Playout_timing Figure 6: Playout timing

The PCM offset of audio frame 4 is 0 so the playout of the decoded PCM samples of audio frame 4 starts immediately at the reference point R’n of the burst payload that contains audio frame 4. Audio frame 4 is a truncated MPEG-H 3D Audio data frame with a length of 704 samples. Playout of the decoded PCM samples of audio frame 5 starts 704 samples after the same reference R’n point because audio frames 4 and 5 are contained in the same burst payload.

In this example we assume that the length of a non-truncated MPEG-H 3D Audio data frame and the IEC 61937 burst repetition period are both 1024 audio samples.
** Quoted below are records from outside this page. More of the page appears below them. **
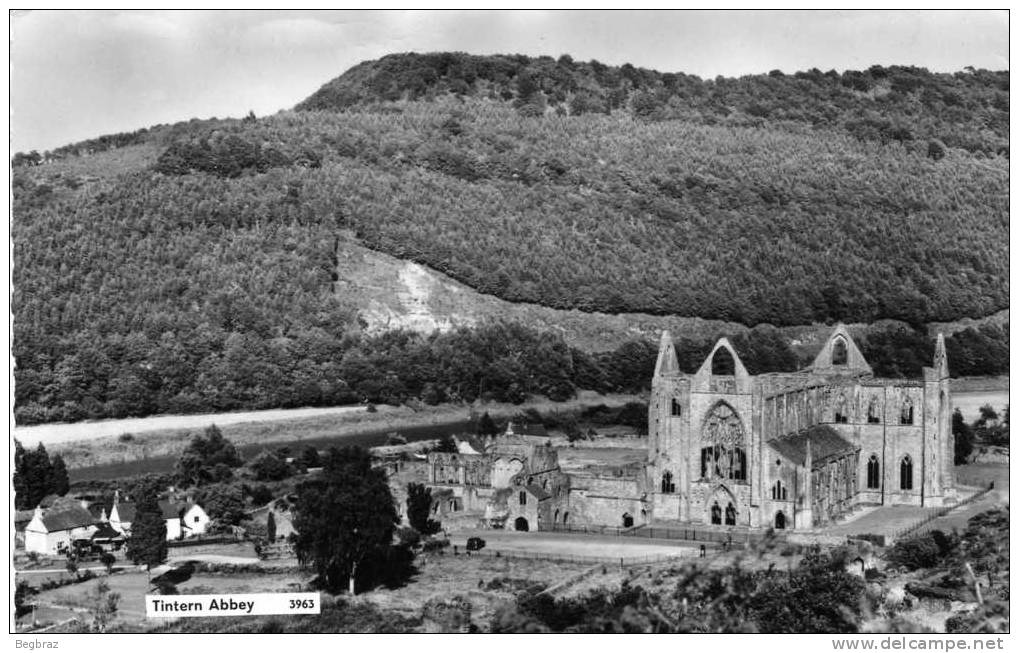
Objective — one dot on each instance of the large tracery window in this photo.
(873, 473)
(723, 455)
(906, 474)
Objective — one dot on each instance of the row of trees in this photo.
(968, 109)
(37, 475)
(140, 292)
(988, 429)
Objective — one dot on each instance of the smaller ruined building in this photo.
(727, 449)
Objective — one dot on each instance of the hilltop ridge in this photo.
(199, 266)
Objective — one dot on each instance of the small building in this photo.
(194, 521)
(52, 532)
(107, 538)
(121, 513)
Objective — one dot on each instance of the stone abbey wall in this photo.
(711, 435)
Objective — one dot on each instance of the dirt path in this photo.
(54, 433)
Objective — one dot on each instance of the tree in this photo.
(487, 426)
(344, 519)
(963, 438)
(102, 606)
(446, 444)
(59, 483)
(419, 509)
(147, 544)
(270, 527)
(310, 457)
(108, 560)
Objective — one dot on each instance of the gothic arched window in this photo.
(873, 473)
(906, 474)
(873, 412)
(841, 412)
(667, 487)
(722, 455)
(840, 355)
(907, 413)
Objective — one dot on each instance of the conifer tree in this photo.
(147, 544)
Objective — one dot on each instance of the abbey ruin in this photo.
(728, 449)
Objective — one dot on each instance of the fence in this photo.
(581, 559)
(924, 526)
(663, 533)
(201, 541)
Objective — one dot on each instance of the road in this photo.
(30, 436)
(572, 544)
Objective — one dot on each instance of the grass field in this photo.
(350, 427)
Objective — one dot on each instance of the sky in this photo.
(79, 74)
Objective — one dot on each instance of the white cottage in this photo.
(52, 532)
(193, 520)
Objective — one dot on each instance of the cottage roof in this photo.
(171, 509)
(824, 441)
(65, 519)
(125, 510)
(107, 532)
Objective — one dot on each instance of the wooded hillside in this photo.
(192, 267)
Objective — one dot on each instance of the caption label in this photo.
(231, 604)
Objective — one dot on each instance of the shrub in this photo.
(915, 553)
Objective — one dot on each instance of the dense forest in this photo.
(192, 267)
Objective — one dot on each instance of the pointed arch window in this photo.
(840, 355)
(667, 486)
(873, 473)
(873, 412)
(723, 455)
(906, 417)
(906, 474)
(841, 412)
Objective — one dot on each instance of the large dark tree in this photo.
(59, 483)
(147, 544)
(345, 519)
(419, 509)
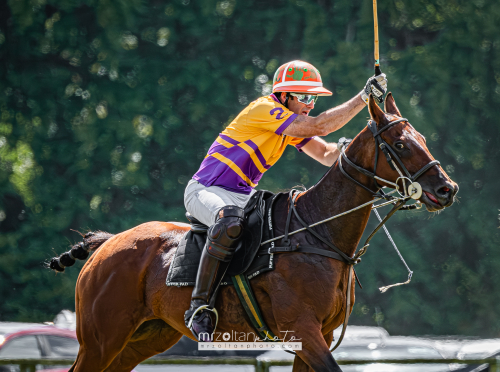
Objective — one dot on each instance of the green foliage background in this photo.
(107, 109)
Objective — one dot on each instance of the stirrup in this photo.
(203, 307)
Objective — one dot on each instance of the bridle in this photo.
(414, 190)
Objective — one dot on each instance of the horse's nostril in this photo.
(443, 191)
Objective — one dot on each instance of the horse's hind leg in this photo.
(107, 317)
(300, 366)
(151, 338)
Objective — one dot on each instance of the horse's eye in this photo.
(399, 145)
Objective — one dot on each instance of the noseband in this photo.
(414, 190)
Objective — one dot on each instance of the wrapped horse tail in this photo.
(80, 251)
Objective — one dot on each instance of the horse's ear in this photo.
(390, 105)
(376, 113)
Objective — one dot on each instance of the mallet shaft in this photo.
(375, 25)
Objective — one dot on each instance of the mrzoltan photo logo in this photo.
(248, 341)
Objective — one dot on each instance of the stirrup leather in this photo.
(203, 307)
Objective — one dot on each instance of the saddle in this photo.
(247, 260)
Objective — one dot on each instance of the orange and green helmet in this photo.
(299, 77)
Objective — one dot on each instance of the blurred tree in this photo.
(107, 109)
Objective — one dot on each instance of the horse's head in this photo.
(438, 190)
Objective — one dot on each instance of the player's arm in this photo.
(322, 151)
(335, 118)
(327, 122)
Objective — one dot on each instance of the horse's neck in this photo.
(335, 194)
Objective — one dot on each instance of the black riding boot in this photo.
(221, 243)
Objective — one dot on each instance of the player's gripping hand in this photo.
(377, 86)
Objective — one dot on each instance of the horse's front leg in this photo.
(315, 354)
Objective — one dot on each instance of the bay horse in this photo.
(126, 314)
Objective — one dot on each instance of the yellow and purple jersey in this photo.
(249, 146)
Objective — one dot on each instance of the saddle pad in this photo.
(184, 266)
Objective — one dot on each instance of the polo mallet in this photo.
(375, 25)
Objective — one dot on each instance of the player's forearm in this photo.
(335, 118)
(331, 154)
(329, 121)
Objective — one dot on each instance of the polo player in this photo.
(240, 155)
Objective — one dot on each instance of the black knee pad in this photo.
(223, 236)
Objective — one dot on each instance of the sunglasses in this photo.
(305, 98)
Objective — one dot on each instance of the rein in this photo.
(412, 191)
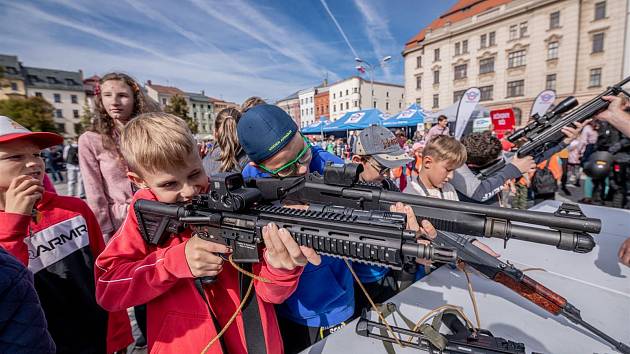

Therefore the PCM offset of audio frame 6 is again 704 and the playout of the decoded PCM samples of audio frame 6 starts 704 samples after the reference point R’n+1 of the next burst payload.

Note that the length of a non-truncated audio frame and the burst repetition period don't need to be identical. In this case the PCM offset values will be different for subsequent audio frames.

Note also that the reference points R’ in the PCM output will be delayed in comparison to the reference points R of the IEC 61937-13 stream, because an audio device needs time to fully receive and decode the MPEG-H 3D Audio data frames (see section 'Latency' for more details on latency).